Geopolitical uncertainty impacts on APR results

APR Energy said it may have a larger than expected net loss in 2015, after having a vital contract in Libya terminated.

The US provider of temporary power systems, said its 2015 net loss would be in line with or larger than market expectations, hinging on how fast it is able to redeploy equipment from Libya.

Shares in the company fell as much as 11 per cent in early trade on Tuesday and were among the top percentage losers on the London Stock Exchange.
APR in Botswana
The company, which rents out 25-megawatt turbines and generators to overcome short-term power shortages, said in January it had decided to quit Libya as the government there did not ratify its key contract.

The exit forced APR to renegotiate its credit facility earlier this year to avoid breaching its debt covenants.

Analysts polled ahead of the results expected a 2015 net loss of between $15 million and $50 million, Chief Finance Officer Lee Munro said.

APR Energy also reported a pretax loss of $723.6 million for the year ended Dec. 31 and did not pay out a dividend.

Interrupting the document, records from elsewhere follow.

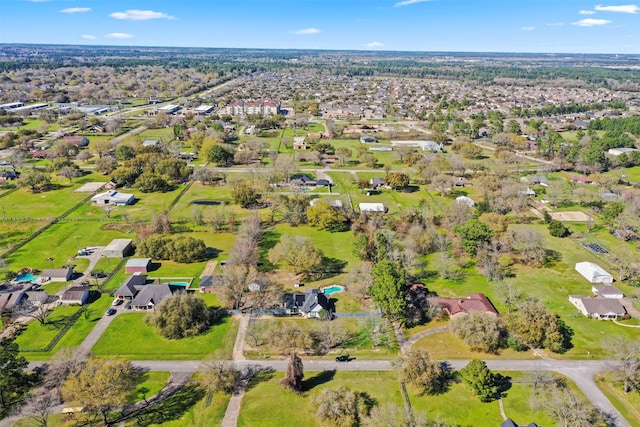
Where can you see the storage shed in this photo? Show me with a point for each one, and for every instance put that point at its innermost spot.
(137, 265)
(118, 248)
(593, 272)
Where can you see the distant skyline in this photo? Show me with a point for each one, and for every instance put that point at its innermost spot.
(554, 26)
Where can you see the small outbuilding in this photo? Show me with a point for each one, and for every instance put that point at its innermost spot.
(118, 248)
(56, 274)
(607, 291)
(137, 265)
(593, 272)
(75, 295)
(375, 208)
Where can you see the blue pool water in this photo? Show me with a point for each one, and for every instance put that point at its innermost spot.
(26, 277)
(333, 289)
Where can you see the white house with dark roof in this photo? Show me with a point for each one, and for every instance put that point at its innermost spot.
(593, 272)
(113, 197)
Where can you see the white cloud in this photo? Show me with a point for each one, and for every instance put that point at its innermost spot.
(306, 31)
(75, 10)
(119, 36)
(626, 8)
(591, 22)
(140, 15)
(408, 2)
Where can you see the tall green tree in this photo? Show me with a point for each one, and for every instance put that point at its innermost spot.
(388, 290)
(102, 386)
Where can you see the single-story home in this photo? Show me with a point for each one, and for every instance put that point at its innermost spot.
(465, 201)
(376, 182)
(150, 296)
(372, 208)
(474, 302)
(598, 308)
(308, 304)
(366, 139)
(593, 272)
(75, 295)
(118, 248)
(335, 203)
(130, 287)
(621, 150)
(113, 197)
(137, 265)
(56, 274)
(607, 291)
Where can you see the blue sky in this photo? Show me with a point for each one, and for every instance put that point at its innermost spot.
(574, 26)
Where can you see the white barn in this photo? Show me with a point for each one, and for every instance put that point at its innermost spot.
(372, 208)
(593, 272)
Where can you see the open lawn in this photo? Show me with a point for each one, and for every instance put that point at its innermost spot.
(23, 203)
(61, 241)
(458, 406)
(356, 331)
(551, 285)
(627, 403)
(129, 337)
(72, 338)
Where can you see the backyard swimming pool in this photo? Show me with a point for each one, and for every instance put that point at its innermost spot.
(332, 289)
(26, 277)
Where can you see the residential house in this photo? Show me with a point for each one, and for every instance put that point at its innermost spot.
(75, 295)
(130, 287)
(308, 304)
(376, 182)
(372, 208)
(137, 265)
(598, 308)
(150, 296)
(607, 291)
(366, 139)
(118, 248)
(56, 274)
(593, 272)
(474, 302)
(621, 150)
(113, 197)
(7, 175)
(460, 181)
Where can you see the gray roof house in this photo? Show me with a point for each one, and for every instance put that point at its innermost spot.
(56, 274)
(113, 197)
(130, 287)
(308, 304)
(150, 296)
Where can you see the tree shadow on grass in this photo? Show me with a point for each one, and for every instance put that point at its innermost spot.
(321, 378)
(257, 374)
(170, 409)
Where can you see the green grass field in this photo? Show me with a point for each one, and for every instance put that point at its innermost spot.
(129, 337)
(627, 403)
(458, 406)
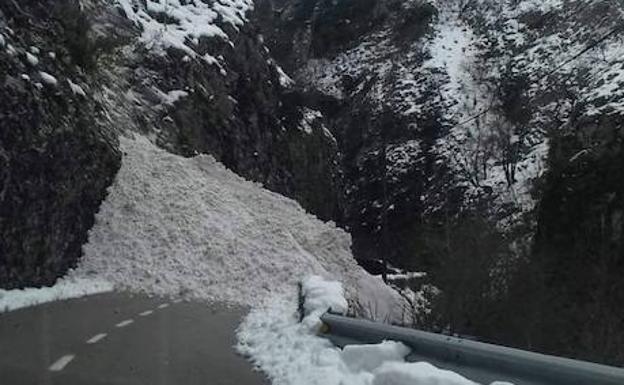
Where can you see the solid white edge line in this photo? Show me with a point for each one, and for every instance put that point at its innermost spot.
(96, 338)
(124, 323)
(61, 363)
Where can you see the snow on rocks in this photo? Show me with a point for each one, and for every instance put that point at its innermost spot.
(32, 59)
(188, 226)
(64, 289)
(48, 79)
(290, 352)
(180, 24)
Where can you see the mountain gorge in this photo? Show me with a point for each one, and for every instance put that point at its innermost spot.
(478, 141)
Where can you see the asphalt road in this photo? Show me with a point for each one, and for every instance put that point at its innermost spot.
(123, 339)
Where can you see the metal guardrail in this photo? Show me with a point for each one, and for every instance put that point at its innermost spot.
(477, 361)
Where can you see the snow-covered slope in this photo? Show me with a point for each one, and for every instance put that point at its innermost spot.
(180, 226)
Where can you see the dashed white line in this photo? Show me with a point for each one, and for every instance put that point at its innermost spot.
(96, 338)
(61, 363)
(124, 323)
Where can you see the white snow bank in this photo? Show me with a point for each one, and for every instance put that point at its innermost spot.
(63, 289)
(291, 353)
(48, 79)
(175, 226)
(360, 358)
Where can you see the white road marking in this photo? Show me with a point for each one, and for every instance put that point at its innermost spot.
(124, 323)
(96, 338)
(61, 363)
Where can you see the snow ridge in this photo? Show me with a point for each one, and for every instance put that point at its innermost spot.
(178, 226)
(180, 24)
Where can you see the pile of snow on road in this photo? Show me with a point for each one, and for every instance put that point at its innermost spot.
(64, 289)
(290, 352)
(188, 226)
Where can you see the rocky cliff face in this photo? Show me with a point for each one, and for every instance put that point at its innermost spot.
(56, 158)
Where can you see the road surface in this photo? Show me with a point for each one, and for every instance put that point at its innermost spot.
(122, 339)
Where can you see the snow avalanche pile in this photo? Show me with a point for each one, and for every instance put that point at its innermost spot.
(290, 352)
(188, 226)
(181, 24)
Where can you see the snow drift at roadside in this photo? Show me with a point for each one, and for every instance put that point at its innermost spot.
(188, 226)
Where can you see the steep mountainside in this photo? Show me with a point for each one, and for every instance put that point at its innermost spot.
(194, 77)
(479, 141)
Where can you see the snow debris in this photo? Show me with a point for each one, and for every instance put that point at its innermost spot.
(367, 358)
(422, 373)
(32, 59)
(63, 289)
(188, 226)
(48, 79)
(309, 117)
(289, 352)
(76, 89)
(180, 24)
(285, 80)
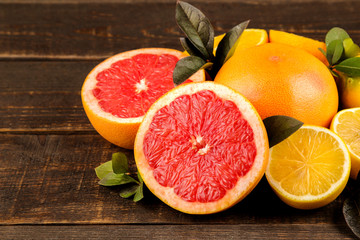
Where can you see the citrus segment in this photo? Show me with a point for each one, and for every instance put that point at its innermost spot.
(310, 168)
(346, 124)
(117, 93)
(310, 45)
(201, 148)
(282, 80)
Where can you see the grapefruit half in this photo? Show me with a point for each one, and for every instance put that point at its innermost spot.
(117, 92)
(201, 148)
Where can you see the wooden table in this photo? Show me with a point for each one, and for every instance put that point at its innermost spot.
(48, 149)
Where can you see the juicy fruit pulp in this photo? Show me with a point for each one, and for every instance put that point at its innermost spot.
(202, 154)
(346, 124)
(201, 148)
(130, 86)
(310, 168)
(118, 91)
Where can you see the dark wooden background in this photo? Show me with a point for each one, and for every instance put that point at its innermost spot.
(48, 149)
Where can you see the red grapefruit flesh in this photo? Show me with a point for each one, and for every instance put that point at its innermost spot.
(201, 148)
(117, 93)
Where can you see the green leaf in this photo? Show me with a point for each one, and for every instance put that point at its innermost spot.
(280, 127)
(335, 33)
(119, 163)
(196, 27)
(350, 48)
(104, 169)
(112, 179)
(350, 67)
(228, 44)
(139, 193)
(186, 67)
(129, 191)
(190, 48)
(334, 51)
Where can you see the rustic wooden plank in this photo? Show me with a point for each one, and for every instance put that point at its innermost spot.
(50, 179)
(43, 96)
(241, 231)
(97, 30)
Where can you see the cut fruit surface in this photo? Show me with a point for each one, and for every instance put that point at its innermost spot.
(201, 148)
(117, 92)
(310, 168)
(346, 124)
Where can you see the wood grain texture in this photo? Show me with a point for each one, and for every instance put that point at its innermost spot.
(98, 30)
(200, 231)
(50, 179)
(43, 96)
(48, 149)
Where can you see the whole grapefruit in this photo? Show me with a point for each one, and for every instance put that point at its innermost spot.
(283, 80)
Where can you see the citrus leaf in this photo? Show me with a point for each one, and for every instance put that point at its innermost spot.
(228, 44)
(112, 179)
(280, 127)
(190, 48)
(350, 67)
(129, 191)
(196, 27)
(104, 169)
(335, 33)
(334, 51)
(350, 48)
(186, 67)
(119, 163)
(139, 193)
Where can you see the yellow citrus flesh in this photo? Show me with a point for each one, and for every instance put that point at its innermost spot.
(310, 168)
(349, 91)
(346, 124)
(310, 45)
(117, 130)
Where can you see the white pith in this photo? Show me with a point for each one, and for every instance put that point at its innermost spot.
(91, 81)
(141, 86)
(309, 198)
(244, 184)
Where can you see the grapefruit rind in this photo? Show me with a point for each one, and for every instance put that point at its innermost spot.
(309, 201)
(244, 185)
(119, 131)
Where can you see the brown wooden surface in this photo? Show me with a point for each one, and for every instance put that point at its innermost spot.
(48, 149)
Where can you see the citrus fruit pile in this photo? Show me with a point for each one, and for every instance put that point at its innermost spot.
(283, 80)
(202, 146)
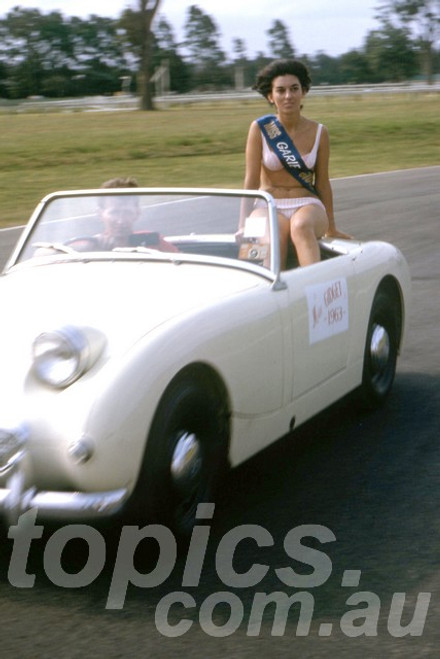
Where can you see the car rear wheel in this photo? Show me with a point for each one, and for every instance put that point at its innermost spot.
(381, 349)
(186, 453)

It had posted a pretax profit of $27.5 million a year earlier.

“Challenges persist due to geopolitical instability, the oil price impact on government revenues, and the longer time horizon required for approval of these larger-scale projects,” the company said in a statement.

Demand for temporary energy has been increasing in developing markets where utilities have been unable to keep up with fast-paced economic growth. It can take four or five years to build a permanent power plant.

However, APR’s focus on emerging markets has left it exposed to geopolitical uncertainty, especially in countries such as Libya and Yemen, forcing it to issue a slew of warnings and exit certain regions.

APR is not the only provider to suffer as a result of geopolitical strife. Shares in Aggreko have taken a heavy fall as concerns grew about the exposure of the company to the escalating conflict in Yemen.

The temporary power provider may have to pull out of the country and also saw its shares fall earlier this month.